It took a scandal over the US$18 million signing bonus to force the Government to release a 72-page document outlining the petroleum agreement between the Government and three companies that will be extracting an estimated 2.7 billion barrels of oil offshore Guyana.
Before publishing the contract on the website of the Department of Public Information, the Government hosted a briefing session with ExxonMobil, for the benefit of various stakeholders, including labour unions, civil society, and the business community.
The document confirms that the government received a US$18 million bonus and it also confirmed a royalty of 2% royalty and a 50/50 profit sharing between the government and the oil companies after costs are recovered.
Ever since a letter was leaked to the press revealing the signing bonus, there have been suggestions that Guyana should have received more. However, Minister of Natural Resources, Raphael Trotman suggested that the focus should be more on how the resources would be spent.
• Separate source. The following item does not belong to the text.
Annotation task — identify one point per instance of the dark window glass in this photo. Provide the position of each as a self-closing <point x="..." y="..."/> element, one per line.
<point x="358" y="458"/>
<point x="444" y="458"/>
“It is sometimes bemusing to understand why there is this clamor for more money when in fact, we should be more concerned about how are we going to manage this resource, being less than a million, how are we going to protect this resource because there are going to be others who will want to come and share it with us, sometimes not by choice but by force. So those are the primary concerns of the Government,” the Natural Resources Minister said.
The Opposition Leader and opposition parliamentarians were invited to the meeting but they boycotted the event.
Trotman pointed out that the 2016 contract has seen limited changes from the contract entered into by the previous PPP administration. He highlighted the importance of establishing a lasting relationship with ExxonMobil.
“Given our relative under-development and our relative inexperience, we should try to stabilize our relationships rather than go out and court 15 and 20 companies to come into our waters and develop the resource, we should try to manage what we have discovered, build better relations with the company that has made the discovery and make that a long-term objective,” Minister Trotman told those gathered.
He said when oil begins to flow from the Liza well, Guyana would be receiving roughly US$1m per day or US$300m per annum.
The contract also outlined tax exemptions for ExxonMobil and its partners, China National Offshore Oil Corporation Nexen and HESS.
ExxonMobil said it is on course to begin oil production in the first quarter of 2020.